Crazy??Does not look bad to me and I'm sure he knows what he is doing as stated by shortdrift. I've been in worse conditions...just gotta know the terrain.


----------



## ezbite (May 25, 2006)

to each his own..no freeking way.lol..


----------



## steelheadBob (Jul 6, 2004)

i thought i knew the bottom to when i was chasing a bullet down river at rockcliff, the slush was building up down by the big boulder and befor you knew it a stepped in a big hole that was never there befor and went under the slush, i now respect the rivers!!!!!!!!!!!!!!!!


----------



## DanAdelman (Sep 19, 2005)

i have been in much worse water...We have done some crazy stuff in the waders. A lot of times it has paid large dividens and yes they are definately there if you can get a spoon or something down to them...i have never fell through the slush though...it made me real parinoid breaking through the shallow stuff..


----------



## Tuna Can (Mar 17, 2006)

Regardless of whether or not the conditions are good for fishing, it's down right dangerous to be standing or crossing in ANY high, fast water! Anyone ever see debris like logs, etc., come floating down in that kind of conditions? I see large sized debris all the time in the Chagrin when it has the same conditions. If anyone would happen to be around to see someone go down in the water they MIGHT have a chance, then someone has to risk their life to save them. All for a fish? It's all a simple matter of common sense!


----------



## Steelie Junkie (Jul 2, 2004)

That's pretty high water and the guy is using a fly rod. I usually get a chuckle when I see guys like them fishing in water with zero visibility. 

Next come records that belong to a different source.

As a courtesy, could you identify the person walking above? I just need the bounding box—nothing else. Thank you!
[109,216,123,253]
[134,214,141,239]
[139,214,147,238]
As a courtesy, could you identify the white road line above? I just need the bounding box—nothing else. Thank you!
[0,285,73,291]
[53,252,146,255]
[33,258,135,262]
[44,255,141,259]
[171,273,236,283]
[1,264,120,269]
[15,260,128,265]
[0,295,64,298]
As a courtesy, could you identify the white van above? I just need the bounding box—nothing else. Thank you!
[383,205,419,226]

Fished the Rocky today and it was tough. The visibilty and flow was nearly identical in that picture. I managed to catch a couple of fish, but I had to really cover a lot of water and used gobs of skein with the centerpin.


----------



## snag (Dec 27, 2005)

when i first read the posts before i saw the picture i was thinking it gotta be bad this guy was fishing in , it was high water but he had plenty of room yet on his waders not like he was up to his wader pockets,and it was a slack water area,gotta fish when you get the chance,i,ve been out in conditions similar but usually don,t stay long.


----------



## KSUFLASH (Apr 14, 2004)

haha...

this post has gotten way to much mileage at this point....You can tell the steelhead fishing has slowed down since the rain, due to all these responses to some dude standing in slack water, of which is probably where the steelies were anyways as they would get out of such forceful current in the riffles.

When he stepped in the slackwater, the fish that may have been there dropped back to the next hole.....haha....

flash--------------------------------------out


----------



## ezbite (May 25, 2006)

KSUFLASH said:


> haha...
> 
> this post has gotten way to much mileage at this point....You can tell the steelhead fishing has slowed down since the rain, due to all these responses to some dude standing in slack water, of which is probably where the steelies were anyways as they would get out of such forceful current in the riffles.
> 
> ...


lets give it a little more..haha..


----------



## Jim Barger Sr (Sep 6, 2004)

Would be pretty typical for the Maumee in early spring


----------